Islam dalam memandang ilmu tidaklah demikian,
ilmu justru dipandang sarat nilai, ini dapat kita pahami ketika Al Waqi’
memberi jawaban kepada Imam Syafi’i saat beliau bertanya bagaimana solusi agar
mudah belajar/menghafal, Al Waqi’ berkata bahwa ilmu itu cahaya, maka cahaya
Allah (Ilmu Allah) tidak akan member petunjuk bagi seorang pendosa (ahli
maksiat). Ilmu dalam pandangan Islam adalah jembatan utama bagi manusia untuk
memenuhi eksistensinya sebagai makhluk ciptaan yang tiada lain dan tiada bukan
adalah penghambaan kepada Allah SWT Sang Pencipta.
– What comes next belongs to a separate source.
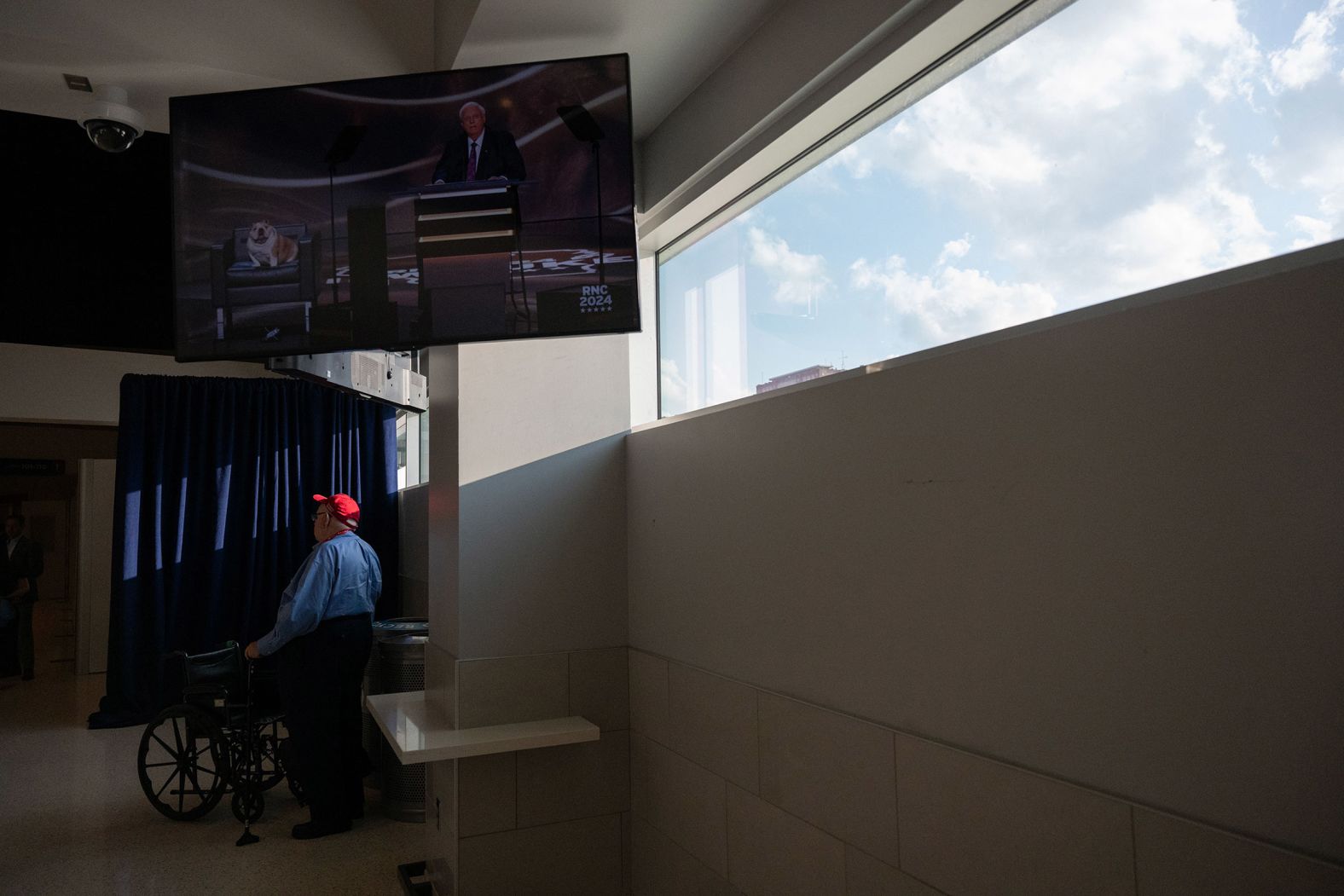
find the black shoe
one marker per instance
(312, 830)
Maka jelaslah missing link yang
telah terjadi dalam dunia pendidikan kita ini, betapa pendidikan yang menjadi
pengejewantahan proses penyebaran ilmu tidak memberikan kontribusi yang berarti
bagi manusianya agar menjadi lebih dekat kepada Tuhannya, maka tidaklah
mengherankan pendidikan yang sedemikian menjadi begitu rusak.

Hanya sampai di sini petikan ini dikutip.